Interview-Ready Explanations

  • “Walk me through how you’d design an eval framework for a new LLM application.” Start with the use case requirements — what does “good” mean for this product? Decompose into 3-5 measurable dimensions. For each dimension, define: metric type (programmatic vs. LLM-as-judge vs. human), scoring scale (binary, 1-5, continuous), and examples of what each score level looks like. Build an initial dataset of 50-100 examples covering typical, edge, and adversarial cases. Run baseline eval. Iterate: change prompt/model/retrieval → eval → compare. Graduate to CI integration when the framework is stable. Add online monitoring for production drift.

  • “How do you know your eval metrics actually measure what matters?” Calibrate against human judgment. Take a sample of 50-100 outputs, have humans rate them, and measure correlation between your automated metrics and human scores. If correlation is <0.7, the metric is unreliable. Also: track user-facing signals (thumbs up/down, task completion rate, support tickets) and check that metric improvements translate to user satisfaction improvements.

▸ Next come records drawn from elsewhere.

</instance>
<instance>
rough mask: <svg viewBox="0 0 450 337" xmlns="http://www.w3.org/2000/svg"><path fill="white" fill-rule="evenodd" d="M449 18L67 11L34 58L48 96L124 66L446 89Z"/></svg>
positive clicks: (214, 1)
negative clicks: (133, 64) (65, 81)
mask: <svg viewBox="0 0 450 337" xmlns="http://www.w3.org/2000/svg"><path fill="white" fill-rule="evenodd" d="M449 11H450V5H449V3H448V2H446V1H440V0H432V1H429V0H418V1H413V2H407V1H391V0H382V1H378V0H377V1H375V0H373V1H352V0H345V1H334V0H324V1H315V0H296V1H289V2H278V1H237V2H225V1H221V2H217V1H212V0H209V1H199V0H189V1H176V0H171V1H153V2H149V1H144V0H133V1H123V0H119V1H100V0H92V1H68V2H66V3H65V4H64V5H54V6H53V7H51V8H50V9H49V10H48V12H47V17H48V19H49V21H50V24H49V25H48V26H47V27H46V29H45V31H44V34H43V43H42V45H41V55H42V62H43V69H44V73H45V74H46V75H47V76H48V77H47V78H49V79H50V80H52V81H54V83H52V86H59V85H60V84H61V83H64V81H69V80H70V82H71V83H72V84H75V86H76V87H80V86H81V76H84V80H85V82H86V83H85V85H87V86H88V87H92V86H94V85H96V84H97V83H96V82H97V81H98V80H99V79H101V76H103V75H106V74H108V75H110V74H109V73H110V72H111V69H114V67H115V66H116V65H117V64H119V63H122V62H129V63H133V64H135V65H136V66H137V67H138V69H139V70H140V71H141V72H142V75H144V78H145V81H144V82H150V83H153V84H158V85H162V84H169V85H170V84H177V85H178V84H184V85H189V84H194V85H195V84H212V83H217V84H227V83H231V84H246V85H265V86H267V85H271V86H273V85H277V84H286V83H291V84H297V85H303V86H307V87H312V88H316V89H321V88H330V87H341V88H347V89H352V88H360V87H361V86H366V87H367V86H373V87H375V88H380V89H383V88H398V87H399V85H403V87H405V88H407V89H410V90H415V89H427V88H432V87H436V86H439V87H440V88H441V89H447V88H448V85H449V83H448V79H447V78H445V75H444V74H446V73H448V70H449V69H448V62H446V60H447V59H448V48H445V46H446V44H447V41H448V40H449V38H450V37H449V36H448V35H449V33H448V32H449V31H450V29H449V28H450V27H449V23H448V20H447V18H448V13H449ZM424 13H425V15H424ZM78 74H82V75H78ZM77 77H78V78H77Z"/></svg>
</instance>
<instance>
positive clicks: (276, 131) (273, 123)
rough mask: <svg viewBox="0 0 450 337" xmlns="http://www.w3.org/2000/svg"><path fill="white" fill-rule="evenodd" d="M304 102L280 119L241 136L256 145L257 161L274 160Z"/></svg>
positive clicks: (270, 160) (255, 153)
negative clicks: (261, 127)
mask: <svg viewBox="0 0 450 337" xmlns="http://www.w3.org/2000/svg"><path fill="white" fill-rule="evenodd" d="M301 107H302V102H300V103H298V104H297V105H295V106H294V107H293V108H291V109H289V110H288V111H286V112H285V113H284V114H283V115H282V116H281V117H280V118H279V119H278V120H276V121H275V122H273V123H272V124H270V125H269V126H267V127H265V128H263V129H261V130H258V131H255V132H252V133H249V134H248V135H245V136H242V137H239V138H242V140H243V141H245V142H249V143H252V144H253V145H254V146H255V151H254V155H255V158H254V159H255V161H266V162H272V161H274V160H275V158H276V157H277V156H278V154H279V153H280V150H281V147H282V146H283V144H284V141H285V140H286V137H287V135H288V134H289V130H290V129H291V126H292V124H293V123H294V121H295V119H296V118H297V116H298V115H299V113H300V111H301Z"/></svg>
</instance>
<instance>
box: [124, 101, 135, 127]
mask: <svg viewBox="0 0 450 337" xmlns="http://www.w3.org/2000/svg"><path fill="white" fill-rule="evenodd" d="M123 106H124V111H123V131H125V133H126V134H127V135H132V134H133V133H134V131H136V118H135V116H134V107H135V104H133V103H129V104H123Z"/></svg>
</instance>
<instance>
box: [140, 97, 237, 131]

If your accuracy metric improves 10% but user satisfaction doesn’t budge, the metric is measuring the wrong thing.

  • “What are the failure modes of LLM evaluation?” Overfitting to eval set (model/prompt optimized for test cases but fails on real traffic — mitigate with held-out test sets and production monitoring). Goodhart’s law (metric gaming — e.g., optimizing for “includes a citation” leads to outputs that cite irrelevant sources). Eval contamination (test examples leak into training/prompting). Single-metric tunnel vision (optimizing accuracy while coherence degrades). LLM-as-judge bias (systematic preferences for longer outputs, specific formats, or the judging model’s own style).